More than 10,000 kids and parents in Bahrain were engaged in the project since its launch in September 2011; the project is sponsored by HSBC Bank Middle East Ltd and Affiliates. More than 100 books have been donated to the 18 participating schools, in addition to supplementary materials developed by UK material developers providing rich resources to both teachers and learners. On a yearly basis teachers and HSBC volunteers that are involved receive professional training on storytelling strategies. Community events are held regularly (4 per academic year) in public venues to benefit the larger society and engage the wider community outside the 18 schools involved in the project.

In one of the participating schools; Hamad Town Primary Girls’ School, two of the English teachers developed activities for pupils based on the project’s books. The Reading Café is one of them. Pupils go to this café at break time every Wednesday to read stories and then use the reading passport to put down their ideas and reflection about the stories. Worksheets are used as well to complement the reading passport. This has improved their reading and writing skills. Being active participants in the community events organised by British Council at public venues, the teachers managed to adopt the idea and apply it in one of the school’s activities; the English Week.

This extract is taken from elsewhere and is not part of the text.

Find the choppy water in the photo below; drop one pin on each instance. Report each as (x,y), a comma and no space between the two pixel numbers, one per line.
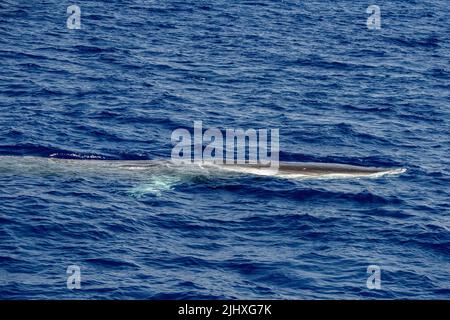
(139,69)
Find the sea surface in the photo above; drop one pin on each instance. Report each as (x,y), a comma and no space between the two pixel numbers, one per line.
(139,69)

HSBC is pleased to support this initiative which promotes not only the understanding of English but also the enjoyment of reading and especially the bond built with younger children reading alongside their parents.

Mr. Matthew J Deakin, CEO of HSBC Bank in Bahrain

Wedad Al Mudaweb, one of the teachers in that school attributes the success of Kids Read in their school to the training she had received from the British Council, she said “the eight teacher-training workshops we took over one month at the British Council helped us a lot in implementing the project in the school and provided us with strategies that helped us in utilizing the books and materials”. This school is a model of success and teachers from new schools participating in the project in the coming years are encouraged to visit the school to exchange experiences.